In the video, Gurmehar recounts how as a six-year-old she tried to stab a burqa-clad woman because she believed Muslims killed her father. Gurmehar is who she is today hugely because of the parenting and the right values she has received from her mother. She explained to her that it was war that killed her father, not people and certainly not a particular community. “I fight for peace between India and Pakistan,” she has often said and considers herself a soldier of a different kind.
Though her life has been quite tough, she has learnt that hatred does not take us forward in any way. “Try and affect people in a positive way, that’s the only way to bring about a change,” she said in a Facebook chat on 30 January 2016.
This day is of course significant as it is the day we lost the greatest peacenik of all, Mahatma Gandhi. I am certain had he been here, he would have surely been proud of this young girl. Having lost her father and suffered more than many of us, the fact that she has embarked on a journey towards peace shows her as a person with tremendous emotional maturity.
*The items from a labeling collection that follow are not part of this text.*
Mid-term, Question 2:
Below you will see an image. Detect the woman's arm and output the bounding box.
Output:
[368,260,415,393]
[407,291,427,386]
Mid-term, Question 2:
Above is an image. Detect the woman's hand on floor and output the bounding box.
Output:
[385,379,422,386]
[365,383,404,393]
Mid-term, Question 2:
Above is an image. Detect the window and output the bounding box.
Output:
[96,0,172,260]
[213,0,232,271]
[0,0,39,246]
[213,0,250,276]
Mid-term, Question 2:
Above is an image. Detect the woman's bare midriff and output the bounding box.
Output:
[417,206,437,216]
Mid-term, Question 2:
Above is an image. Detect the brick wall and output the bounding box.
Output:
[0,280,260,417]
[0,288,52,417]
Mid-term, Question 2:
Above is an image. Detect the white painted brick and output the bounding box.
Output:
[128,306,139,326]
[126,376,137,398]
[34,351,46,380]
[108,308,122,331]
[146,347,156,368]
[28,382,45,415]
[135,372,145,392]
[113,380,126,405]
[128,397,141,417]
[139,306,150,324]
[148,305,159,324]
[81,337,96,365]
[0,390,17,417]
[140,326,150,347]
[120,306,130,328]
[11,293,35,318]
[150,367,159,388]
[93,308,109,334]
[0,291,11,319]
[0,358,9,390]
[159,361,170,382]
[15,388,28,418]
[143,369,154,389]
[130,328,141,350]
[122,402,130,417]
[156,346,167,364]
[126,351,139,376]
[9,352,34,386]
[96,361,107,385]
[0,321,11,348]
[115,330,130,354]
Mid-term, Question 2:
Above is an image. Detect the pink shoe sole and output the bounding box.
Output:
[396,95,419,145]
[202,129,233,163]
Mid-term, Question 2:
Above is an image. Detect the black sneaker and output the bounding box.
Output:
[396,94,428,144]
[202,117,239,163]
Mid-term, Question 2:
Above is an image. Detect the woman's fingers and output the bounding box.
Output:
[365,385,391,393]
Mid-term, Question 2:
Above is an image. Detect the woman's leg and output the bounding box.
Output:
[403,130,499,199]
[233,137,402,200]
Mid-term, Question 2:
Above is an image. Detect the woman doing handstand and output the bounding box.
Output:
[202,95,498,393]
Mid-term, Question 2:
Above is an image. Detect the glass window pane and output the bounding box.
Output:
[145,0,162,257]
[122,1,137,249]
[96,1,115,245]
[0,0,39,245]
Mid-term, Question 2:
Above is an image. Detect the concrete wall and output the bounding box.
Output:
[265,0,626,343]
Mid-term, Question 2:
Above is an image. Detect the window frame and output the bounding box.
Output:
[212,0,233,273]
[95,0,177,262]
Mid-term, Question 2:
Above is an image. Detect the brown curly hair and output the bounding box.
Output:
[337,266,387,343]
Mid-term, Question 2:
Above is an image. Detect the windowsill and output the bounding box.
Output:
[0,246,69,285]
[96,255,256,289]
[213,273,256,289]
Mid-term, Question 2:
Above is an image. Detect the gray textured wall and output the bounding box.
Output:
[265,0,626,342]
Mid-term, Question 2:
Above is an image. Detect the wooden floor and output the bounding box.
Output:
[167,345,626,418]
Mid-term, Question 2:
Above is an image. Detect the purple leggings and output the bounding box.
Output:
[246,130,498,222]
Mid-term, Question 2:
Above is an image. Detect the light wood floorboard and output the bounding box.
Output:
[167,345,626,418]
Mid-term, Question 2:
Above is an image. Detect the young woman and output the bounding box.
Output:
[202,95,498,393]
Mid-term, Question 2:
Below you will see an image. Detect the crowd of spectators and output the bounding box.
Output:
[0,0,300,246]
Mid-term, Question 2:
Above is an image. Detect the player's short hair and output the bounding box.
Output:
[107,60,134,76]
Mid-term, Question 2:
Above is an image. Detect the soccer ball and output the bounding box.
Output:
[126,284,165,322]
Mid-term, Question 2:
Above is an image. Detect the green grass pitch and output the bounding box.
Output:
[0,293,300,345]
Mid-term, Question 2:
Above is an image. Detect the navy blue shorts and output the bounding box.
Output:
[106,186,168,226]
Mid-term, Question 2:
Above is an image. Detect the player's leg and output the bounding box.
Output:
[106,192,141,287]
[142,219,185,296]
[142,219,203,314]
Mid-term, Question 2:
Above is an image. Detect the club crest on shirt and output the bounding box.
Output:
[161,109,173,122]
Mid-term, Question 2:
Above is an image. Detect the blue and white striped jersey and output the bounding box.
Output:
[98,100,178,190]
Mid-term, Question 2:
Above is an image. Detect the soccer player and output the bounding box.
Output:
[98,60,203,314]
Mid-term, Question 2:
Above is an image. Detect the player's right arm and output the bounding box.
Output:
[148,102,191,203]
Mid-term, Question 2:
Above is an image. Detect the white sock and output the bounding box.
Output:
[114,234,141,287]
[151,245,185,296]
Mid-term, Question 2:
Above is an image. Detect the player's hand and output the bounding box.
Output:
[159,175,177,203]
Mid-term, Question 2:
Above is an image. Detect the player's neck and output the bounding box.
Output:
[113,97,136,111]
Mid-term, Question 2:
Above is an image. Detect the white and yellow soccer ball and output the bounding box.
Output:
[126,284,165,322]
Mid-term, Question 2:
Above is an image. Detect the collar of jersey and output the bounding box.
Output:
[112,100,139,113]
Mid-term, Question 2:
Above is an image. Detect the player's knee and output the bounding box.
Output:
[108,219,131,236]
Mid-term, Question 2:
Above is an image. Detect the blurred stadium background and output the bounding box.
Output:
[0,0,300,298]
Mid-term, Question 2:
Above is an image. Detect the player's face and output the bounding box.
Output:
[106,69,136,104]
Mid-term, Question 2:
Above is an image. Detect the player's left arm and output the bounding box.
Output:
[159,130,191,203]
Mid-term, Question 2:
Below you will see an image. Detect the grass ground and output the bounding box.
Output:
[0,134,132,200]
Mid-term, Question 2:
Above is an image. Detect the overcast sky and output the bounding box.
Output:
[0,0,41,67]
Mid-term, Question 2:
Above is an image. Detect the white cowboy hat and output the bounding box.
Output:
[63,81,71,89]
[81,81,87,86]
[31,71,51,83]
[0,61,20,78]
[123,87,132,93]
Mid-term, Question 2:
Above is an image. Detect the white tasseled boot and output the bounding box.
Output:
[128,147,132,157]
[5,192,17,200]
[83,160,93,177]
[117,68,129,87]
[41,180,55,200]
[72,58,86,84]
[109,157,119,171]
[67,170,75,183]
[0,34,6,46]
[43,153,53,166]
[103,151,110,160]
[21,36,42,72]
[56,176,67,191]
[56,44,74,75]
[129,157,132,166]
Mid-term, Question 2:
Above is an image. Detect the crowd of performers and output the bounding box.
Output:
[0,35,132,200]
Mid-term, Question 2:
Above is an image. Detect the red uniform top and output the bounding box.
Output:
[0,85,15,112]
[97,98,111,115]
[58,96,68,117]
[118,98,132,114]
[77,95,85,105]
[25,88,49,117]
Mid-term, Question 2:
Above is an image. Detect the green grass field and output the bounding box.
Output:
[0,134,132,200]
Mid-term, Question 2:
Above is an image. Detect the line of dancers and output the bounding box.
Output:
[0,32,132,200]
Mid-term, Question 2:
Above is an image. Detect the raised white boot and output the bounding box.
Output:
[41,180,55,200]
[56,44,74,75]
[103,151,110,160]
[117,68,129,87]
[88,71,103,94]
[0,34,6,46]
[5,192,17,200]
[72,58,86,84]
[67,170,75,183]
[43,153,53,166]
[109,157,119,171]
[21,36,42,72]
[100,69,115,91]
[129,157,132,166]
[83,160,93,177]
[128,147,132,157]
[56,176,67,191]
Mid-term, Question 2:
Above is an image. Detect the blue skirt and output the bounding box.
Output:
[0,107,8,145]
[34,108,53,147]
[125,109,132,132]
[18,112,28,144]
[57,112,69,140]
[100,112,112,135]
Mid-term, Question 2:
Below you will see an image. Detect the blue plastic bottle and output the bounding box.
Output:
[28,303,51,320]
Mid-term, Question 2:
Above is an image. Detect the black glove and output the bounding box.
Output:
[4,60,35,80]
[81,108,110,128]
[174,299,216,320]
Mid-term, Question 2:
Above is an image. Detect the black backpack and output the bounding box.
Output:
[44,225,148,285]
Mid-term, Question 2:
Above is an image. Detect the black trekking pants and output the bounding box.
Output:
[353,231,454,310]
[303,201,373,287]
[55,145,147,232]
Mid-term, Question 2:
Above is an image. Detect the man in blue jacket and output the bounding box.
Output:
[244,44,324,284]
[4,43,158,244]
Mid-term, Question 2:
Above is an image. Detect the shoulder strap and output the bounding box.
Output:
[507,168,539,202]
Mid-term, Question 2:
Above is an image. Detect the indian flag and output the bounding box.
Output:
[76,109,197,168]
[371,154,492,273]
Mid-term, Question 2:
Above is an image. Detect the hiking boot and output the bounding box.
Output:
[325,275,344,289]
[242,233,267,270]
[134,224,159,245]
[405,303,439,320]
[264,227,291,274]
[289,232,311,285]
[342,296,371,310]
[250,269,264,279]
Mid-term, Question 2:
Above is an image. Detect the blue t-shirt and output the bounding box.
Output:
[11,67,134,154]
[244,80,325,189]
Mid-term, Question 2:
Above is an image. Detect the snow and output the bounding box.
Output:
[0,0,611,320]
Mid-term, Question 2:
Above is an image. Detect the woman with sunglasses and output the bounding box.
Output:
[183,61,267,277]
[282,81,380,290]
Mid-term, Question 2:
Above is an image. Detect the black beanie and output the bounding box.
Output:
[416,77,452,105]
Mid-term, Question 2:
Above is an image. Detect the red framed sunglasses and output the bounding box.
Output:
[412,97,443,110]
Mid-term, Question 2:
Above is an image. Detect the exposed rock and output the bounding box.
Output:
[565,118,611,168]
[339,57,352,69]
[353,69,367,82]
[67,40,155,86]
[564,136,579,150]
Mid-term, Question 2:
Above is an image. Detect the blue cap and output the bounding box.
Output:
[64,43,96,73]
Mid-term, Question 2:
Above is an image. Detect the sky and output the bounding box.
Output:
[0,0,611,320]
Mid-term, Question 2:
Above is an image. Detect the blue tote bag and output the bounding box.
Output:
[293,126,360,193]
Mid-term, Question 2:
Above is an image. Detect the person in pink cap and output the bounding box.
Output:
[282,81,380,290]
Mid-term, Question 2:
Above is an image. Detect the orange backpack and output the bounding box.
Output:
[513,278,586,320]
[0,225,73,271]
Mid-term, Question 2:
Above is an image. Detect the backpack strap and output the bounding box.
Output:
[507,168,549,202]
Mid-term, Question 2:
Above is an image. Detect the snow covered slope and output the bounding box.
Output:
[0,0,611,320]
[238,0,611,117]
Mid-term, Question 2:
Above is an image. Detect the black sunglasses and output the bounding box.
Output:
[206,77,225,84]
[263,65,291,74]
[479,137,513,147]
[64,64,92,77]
Gurmehar has written a book on life in the forces and peace between the two neighbours. “We can have a cordial relationship, we don’t need to hate each other,” she said during the chat, as she took questions from people.
Her peace push has not gone unnoticed. She has quite a following in Pakistan and she hopes to visit the neighbouring country this year.
People are now blaming her for asking for a right to freedom of expression. This is not directly related to her but she knows this kind of freedom is very important not just for her but for the students and adults too. If friendship and peace and thought to be negative, where are we heading towards?
It is high time we join hands with her to understand what true heroism and maturity is all about and raise a toast to her and her ilk.